There are two people on the front gate, and they politely send in a message to inquire if the Lady Berra will see her family. Lady. Lady Berra.

The man who was sent off comes back to bow his head to Yehna. “The Priest will see you. Please follow me.”

Yehna steps into the Temple grounds without hesitation. She is not afraid of Death, just now. Her sister is what matters.

It is dark, full night by now. A blessing of Boldhome is that the moon does not shine down into the valley. Humakti care little for torches, but there are enough to see the way over a courtyard, and then inside is a space with tiny lamps and a long corridor and then another and another, until they are before a door. Not a hanging, a door, reinforced with bronze. Everything here says austerity, asceticism, war. The warrior who accompanied her claps outside the door then pushes it open.
The room has two lights, enough to see a low pallet and a tiny figure on it, lying under a cover too light for the season. Her right hand is out, clutching the hilt of a pale sword. Berra stares up at the ceiling, eyes dark in her pale face.

“Berra?” Yehna whispers. Then again, louder, “Berra!” She rushes to her sister’s side and kneels by the pallet.

Sharp eyes try to take in everything in the low light.

Berra gives Yehna a smile. “Sis.” Her face is drawn with pain but the smile is real. “Don’t touch the sword?” There is the smell of blood in the room and Berra is far too pale. She looks like she will not die, though. On her face are two new scars, the Runes of her god.

The Ernaldan is careful to give the sword space. She does not want to risk Death touching her through that blade. But, the relief at seeing Berra and hearing her voice is quickly subsumed by worry. “You look terrible,” she says.

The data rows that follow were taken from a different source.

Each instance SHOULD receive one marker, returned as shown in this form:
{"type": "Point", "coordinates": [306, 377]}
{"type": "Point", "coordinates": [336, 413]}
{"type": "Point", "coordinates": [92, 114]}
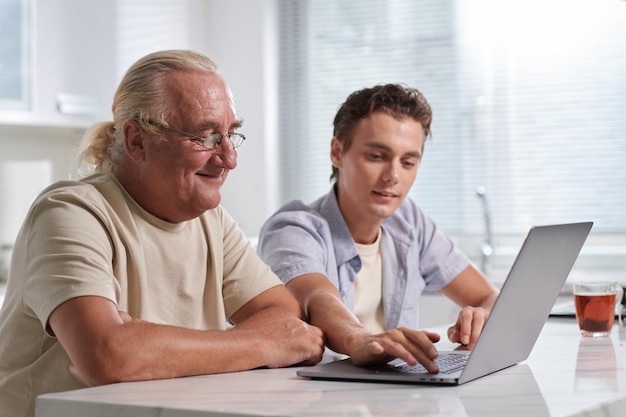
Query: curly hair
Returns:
{"type": "Point", "coordinates": [396, 100]}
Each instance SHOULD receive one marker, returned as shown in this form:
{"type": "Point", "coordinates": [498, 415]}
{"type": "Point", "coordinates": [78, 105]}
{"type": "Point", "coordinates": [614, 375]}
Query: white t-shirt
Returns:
{"type": "Point", "coordinates": [368, 288]}
{"type": "Point", "coordinates": [90, 238]}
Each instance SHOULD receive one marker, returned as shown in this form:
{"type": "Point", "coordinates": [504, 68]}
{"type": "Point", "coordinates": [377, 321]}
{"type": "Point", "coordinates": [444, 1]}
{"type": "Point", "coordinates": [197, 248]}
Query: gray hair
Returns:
{"type": "Point", "coordinates": [143, 96]}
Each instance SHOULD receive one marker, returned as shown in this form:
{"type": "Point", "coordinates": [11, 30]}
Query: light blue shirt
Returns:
{"type": "Point", "coordinates": [416, 256]}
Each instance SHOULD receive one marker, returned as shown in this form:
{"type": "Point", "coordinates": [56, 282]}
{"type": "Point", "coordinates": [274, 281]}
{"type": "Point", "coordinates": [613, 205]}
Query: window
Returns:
{"type": "Point", "coordinates": [528, 99]}
{"type": "Point", "coordinates": [14, 55]}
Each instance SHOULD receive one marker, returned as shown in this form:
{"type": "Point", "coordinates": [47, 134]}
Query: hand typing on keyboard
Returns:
{"type": "Point", "coordinates": [412, 346]}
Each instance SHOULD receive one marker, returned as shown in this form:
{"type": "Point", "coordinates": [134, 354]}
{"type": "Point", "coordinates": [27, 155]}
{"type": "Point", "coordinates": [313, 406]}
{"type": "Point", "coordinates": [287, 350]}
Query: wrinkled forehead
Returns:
{"type": "Point", "coordinates": [201, 95]}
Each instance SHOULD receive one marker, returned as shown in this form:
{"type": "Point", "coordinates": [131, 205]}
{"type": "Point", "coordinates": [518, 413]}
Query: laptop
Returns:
{"type": "Point", "coordinates": [531, 287]}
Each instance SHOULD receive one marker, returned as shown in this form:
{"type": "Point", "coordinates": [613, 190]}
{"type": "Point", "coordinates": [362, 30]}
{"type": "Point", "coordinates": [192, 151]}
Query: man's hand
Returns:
{"type": "Point", "coordinates": [468, 326]}
{"type": "Point", "coordinates": [291, 341]}
{"type": "Point", "coordinates": [412, 346]}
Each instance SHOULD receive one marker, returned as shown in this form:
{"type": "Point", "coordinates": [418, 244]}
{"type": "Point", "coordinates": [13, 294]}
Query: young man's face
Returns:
{"type": "Point", "coordinates": [378, 169]}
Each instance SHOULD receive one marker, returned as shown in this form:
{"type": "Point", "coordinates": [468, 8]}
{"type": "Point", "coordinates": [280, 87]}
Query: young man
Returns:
{"type": "Point", "coordinates": [359, 257]}
{"type": "Point", "coordinates": [136, 272]}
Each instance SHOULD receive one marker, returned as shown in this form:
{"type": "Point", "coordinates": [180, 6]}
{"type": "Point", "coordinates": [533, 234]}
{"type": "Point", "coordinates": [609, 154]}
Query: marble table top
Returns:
{"type": "Point", "coordinates": [565, 375]}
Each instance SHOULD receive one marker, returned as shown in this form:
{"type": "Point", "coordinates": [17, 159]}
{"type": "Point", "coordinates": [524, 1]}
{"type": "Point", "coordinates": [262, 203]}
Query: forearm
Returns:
{"type": "Point", "coordinates": [339, 324]}
{"type": "Point", "coordinates": [141, 350]}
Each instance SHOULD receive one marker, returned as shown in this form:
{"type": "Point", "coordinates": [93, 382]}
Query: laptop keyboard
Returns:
{"type": "Point", "coordinates": [447, 362]}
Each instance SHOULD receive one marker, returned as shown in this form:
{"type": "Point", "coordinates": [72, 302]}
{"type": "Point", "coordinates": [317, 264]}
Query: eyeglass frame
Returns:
{"type": "Point", "coordinates": [204, 140]}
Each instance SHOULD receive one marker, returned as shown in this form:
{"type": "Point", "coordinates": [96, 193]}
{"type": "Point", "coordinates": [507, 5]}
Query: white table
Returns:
{"type": "Point", "coordinates": [565, 375]}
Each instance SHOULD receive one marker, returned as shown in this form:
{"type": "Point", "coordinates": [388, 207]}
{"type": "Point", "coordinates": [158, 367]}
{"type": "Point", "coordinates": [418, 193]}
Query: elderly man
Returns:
{"type": "Point", "coordinates": [136, 272]}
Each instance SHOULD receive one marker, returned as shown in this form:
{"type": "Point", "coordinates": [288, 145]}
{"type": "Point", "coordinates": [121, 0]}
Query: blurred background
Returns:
{"type": "Point", "coordinates": [528, 97]}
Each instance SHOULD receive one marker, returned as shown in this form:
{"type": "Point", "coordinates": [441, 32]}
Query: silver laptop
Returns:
{"type": "Point", "coordinates": [523, 305]}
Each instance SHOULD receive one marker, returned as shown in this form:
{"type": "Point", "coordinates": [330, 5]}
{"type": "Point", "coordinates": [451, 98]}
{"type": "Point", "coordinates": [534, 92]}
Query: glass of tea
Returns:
{"type": "Point", "coordinates": [596, 304]}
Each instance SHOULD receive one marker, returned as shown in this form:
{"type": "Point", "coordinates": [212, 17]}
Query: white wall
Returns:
{"type": "Point", "coordinates": [242, 40]}
{"type": "Point", "coordinates": [83, 47]}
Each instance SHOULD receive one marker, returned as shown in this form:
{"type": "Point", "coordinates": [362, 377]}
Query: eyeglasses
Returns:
{"type": "Point", "coordinates": [210, 141]}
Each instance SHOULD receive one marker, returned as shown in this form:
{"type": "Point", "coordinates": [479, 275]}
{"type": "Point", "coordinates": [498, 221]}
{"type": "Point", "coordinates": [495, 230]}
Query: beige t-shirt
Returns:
{"type": "Point", "coordinates": [91, 238]}
{"type": "Point", "coordinates": [368, 288]}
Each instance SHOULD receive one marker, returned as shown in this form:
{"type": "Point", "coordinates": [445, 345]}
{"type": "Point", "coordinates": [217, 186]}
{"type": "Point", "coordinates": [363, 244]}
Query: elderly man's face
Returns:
{"type": "Point", "coordinates": [184, 177]}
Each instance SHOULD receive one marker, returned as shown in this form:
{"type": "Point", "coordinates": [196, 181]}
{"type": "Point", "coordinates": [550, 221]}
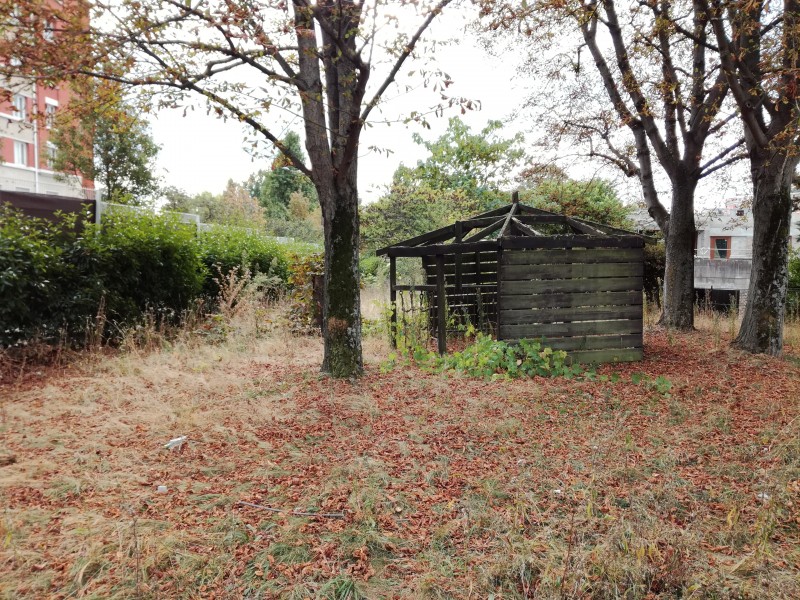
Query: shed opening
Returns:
{"type": "Point", "coordinates": [518, 272]}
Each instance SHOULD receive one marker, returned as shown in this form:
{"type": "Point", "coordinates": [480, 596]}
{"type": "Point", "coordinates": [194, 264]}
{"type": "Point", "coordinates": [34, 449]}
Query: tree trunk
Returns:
{"type": "Point", "coordinates": [762, 325]}
{"type": "Point", "coordinates": [341, 310]}
{"type": "Point", "coordinates": [678, 300]}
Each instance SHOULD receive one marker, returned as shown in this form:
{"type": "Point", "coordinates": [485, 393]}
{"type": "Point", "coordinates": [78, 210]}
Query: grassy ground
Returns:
{"type": "Point", "coordinates": [677, 477]}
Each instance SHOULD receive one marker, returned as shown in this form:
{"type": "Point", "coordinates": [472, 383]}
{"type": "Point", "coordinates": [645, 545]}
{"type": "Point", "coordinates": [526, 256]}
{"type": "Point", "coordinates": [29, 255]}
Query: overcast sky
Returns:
{"type": "Point", "coordinates": [200, 153]}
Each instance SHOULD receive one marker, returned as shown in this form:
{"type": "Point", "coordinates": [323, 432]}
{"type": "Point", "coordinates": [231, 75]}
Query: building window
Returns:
{"type": "Point", "coordinates": [721, 248]}
{"type": "Point", "coordinates": [19, 106]}
{"type": "Point", "coordinates": [50, 115]}
{"type": "Point", "coordinates": [50, 155]}
{"type": "Point", "coordinates": [21, 153]}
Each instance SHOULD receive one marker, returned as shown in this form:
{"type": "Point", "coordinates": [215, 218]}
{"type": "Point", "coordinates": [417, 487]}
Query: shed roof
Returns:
{"type": "Point", "coordinates": [515, 225]}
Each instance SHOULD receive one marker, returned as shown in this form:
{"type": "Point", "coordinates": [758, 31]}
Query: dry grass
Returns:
{"type": "Point", "coordinates": [680, 479]}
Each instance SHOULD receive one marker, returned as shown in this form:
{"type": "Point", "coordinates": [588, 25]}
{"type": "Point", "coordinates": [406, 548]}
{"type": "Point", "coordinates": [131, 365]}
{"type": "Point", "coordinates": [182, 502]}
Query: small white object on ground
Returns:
{"type": "Point", "coordinates": [176, 443]}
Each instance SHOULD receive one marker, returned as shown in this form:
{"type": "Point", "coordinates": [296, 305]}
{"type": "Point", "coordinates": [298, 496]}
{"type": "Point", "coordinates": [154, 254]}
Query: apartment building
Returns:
{"type": "Point", "coordinates": [27, 119]}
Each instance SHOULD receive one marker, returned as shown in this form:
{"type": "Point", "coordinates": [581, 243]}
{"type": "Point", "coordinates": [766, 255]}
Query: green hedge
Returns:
{"type": "Point", "coordinates": [55, 277]}
{"type": "Point", "coordinates": [225, 248]}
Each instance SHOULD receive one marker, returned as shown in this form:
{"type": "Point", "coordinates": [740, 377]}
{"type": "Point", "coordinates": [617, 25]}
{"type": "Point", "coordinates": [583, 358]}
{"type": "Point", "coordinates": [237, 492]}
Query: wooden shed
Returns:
{"type": "Point", "coordinates": [525, 273]}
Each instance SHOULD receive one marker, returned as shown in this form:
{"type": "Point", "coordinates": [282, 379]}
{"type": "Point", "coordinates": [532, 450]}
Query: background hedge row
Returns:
{"type": "Point", "coordinates": [56, 277]}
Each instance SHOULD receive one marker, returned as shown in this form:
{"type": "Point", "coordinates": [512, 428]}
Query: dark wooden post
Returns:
{"type": "Point", "coordinates": [499, 285]}
{"type": "Point", "coordinates": [441, 305]}
{"type": "Point", "coordinates": [459, 237]}
{"type": "Point", "coordinates": [393, 299]}
{"type": "Point", "coordinates": [478, 298]}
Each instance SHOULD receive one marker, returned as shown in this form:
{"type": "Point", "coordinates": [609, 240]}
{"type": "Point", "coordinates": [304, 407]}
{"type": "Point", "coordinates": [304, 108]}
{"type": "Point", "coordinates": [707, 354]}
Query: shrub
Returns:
{"type": "Point", "coordinates": [146, 262]}
{"type": "Point", "coordinates": [373, 268]}
{"type": "Point", "coordinates": [55, 279]}
{"type": "Point", "coordinates": [35, 272]}
{"type": "Point", "coordinates": [224, 249]}
{"type": "Point", "coordinates": [305, 314]}
{"type": "Point", "coordinates": [495, 359]}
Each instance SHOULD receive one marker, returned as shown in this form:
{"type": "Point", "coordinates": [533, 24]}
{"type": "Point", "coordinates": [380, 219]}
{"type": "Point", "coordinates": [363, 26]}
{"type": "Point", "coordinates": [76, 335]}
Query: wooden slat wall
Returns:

The room is bare, save for a pile of Berra’s belongings neatly in a corner, by but not on a shelf made of stone set into the wall. There is another door out of the room. The only furniture other than that holds her sister, who is under a light sheet because a heavy one would hurt. A cut on her chest is still oozing blood, and she is wearing bandages around her belly. “I feel pretty awful right now too,” Berra admits. “I will live.” Her voice is too slow and too careful, although her face still says she is pleased to see her sister.2Special Scan for Yehna.

She should be holding out her other hand, and she is not. Everything must hurt a lot.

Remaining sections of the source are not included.